Lester Kobzik
BioAegis Therapeutics
4 min readNov 4, 2021

--

Host-directed Therapeutics for the Next Pandemic: What They Are and Why We’ll Need Them

The current pandemic has been labeled a “starter pandemic” by many because the mortality rate could have been much worse, as compared to what was seen in the 1918 influenza and the more recent SARS outbreaks. Over the past two years, the scientific community has been challenged with how to treat this novel virus. Now the focus needs to shift to preparing for what comes next.

In severe COVID19, we now know that injury caused by the patient’s own body (the ‘host’) — -rather than the virus per se — — is the major problem. For reasons that are still poorly understood, the immune response becomes excessive and out of control (‘dysregulated’), causing harmful inflammation that damages the lungs and other key organs.

The same problem of dysregulated and dysfunctional host responses is also seen in severe or fatal cases of many other infections and autoimmune disease. This has sparked efforts to develop drugs that can target (treat) these undesirable and harmful host responses, a quest captured in the term Host-Directed Therapeutics (HDTs). The dream of research in HDTs is to find drugs that can enhance a person’s protective immune responses against a pathogen, to reduce excessive inflammation and to optimize immune reactivity at the sites of disease.

For future pandemics, it would be highly desirable to identify in advance effective HDTs and have them ready for any outbreak. They would also be useful in the many non-pandemic cases of severe disease where runaway inflammation is a key factor. With this in mind, let’s review the state of the search for Host-Directed Therapeutics.

The good news: HDT works! In COVID19, the poster child for a successful HDT is the anti-inflammatory corticosteroid drug dexamethasone. After a rigorous randomized clinical trial (the RECOVERY study in the UK) showed that it reduces mortality and improves overall outcomes, this drug has become part of standard therapy for severe COVID19 cases.

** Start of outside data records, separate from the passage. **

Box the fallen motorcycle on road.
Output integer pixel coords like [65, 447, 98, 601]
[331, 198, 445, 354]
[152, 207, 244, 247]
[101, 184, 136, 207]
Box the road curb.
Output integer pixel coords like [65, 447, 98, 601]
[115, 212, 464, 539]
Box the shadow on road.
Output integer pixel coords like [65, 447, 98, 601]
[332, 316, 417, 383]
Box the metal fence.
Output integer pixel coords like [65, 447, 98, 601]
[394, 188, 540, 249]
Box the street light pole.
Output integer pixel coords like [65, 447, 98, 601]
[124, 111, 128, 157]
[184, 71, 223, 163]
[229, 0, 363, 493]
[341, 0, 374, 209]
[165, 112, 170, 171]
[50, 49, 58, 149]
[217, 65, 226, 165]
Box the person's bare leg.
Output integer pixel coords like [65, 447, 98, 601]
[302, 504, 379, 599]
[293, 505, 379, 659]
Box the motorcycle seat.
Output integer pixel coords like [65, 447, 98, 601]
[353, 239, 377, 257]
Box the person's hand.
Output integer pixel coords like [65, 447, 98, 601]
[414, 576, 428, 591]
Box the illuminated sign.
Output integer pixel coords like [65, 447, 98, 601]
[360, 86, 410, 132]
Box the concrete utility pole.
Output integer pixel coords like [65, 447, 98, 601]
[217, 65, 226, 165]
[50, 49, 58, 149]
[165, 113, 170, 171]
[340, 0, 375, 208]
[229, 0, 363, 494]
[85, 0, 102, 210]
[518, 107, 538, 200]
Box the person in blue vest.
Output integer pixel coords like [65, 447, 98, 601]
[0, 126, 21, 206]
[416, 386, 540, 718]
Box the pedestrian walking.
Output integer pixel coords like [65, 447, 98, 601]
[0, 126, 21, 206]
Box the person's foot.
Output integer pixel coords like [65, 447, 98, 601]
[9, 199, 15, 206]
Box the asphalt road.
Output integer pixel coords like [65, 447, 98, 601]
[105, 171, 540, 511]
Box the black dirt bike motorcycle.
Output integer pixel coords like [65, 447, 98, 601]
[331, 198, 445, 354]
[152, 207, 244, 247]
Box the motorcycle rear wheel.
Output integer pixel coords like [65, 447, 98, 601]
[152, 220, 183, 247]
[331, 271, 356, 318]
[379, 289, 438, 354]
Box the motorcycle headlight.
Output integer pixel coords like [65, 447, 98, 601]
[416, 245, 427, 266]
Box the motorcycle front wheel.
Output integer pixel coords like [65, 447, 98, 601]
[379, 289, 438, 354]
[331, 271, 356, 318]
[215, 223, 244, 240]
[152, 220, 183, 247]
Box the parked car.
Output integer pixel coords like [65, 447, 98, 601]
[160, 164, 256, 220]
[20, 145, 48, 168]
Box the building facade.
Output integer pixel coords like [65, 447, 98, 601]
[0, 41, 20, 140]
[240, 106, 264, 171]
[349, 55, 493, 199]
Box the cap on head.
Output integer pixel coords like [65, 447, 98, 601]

There are also other (non-COVID) examples of effective HDTs, particularly in autoimmune disease. For example, severe rheumatoid arthritis is often treated with agents that interfere with molecules responsible for excessive inflammation, e.g., anakinra is a recombinant normal human protein that blocks responses to the pro-inflammatory cytokine Interleukin 1.

The bad news: The number of approved HDTs is quite small. Finding effective and safe HDTs is hard. Researchers have identified hundreds of molecules that are overactive or are deficient inside excessive inflammation. However, knowing which one(s) we should target with drugs is challenging to say the least. Testing drugs in severely ill patients must be done cautiously so as to not make things worse, and with rigorous comparison groups (‘controls’). This ensures that any benefits seen are real, rather than better outcomes due to younger age or fewer accompanying diseases. These challenges and the need for a large number of patients in any trial make the investigation of possible HDTs expensive. A final sad truth is that many drugs that look promising in the lab or in mice don’t work when ultimately tested in patients. For example, numerous HDT drugs tested for control of the dysregulated inflammation in sepsis failed. This has also been the case for some HDTs tested in COVID19 (e.g. colchicine, hydroxychloroquine). Hence, we must be prepared for some failures along the way.

Back to good news: There is an abundance of ‘candidate’ agents that look like promising HDTs, based on laboratory and animal studies. We have a wealth of laboratory and animal model tools to prioritize agents and to test for safety before proceeding to human trials. A promising subset of the candidate agents use human proteins that are normally present in the body and are less likely to have any toxic side effects. One example is human plasma gelsolin. This abundant protein, which is depleted by inflammatory disease and infection, has many desirable immunomodulatory properties, improves outcomes in bacterial and viral pneumonias in animal models and has passed initial safety testing in human patients. It is currently being tested for benefit in COVID19 in Europe. Fingers crossed!

Finally, expanding our drug cabinet of effective immunomodulatory HDTs is very feasible (and needed) before the next pandemic. Although most people with garden variety (non-COVID) bacterial or viral pneumonias have mild disease and get better, a still substantial number get the same kind of severe disease that requires artificial ventilation and ICU-level care. These patients also suffer from excess and dysregulated inflammation, and they could certainly benefit from an effective HDT. Finding good HDTs for severe pneumonias will have direct benefits for a major need in the present.

It will also prepare us for the next pandemic.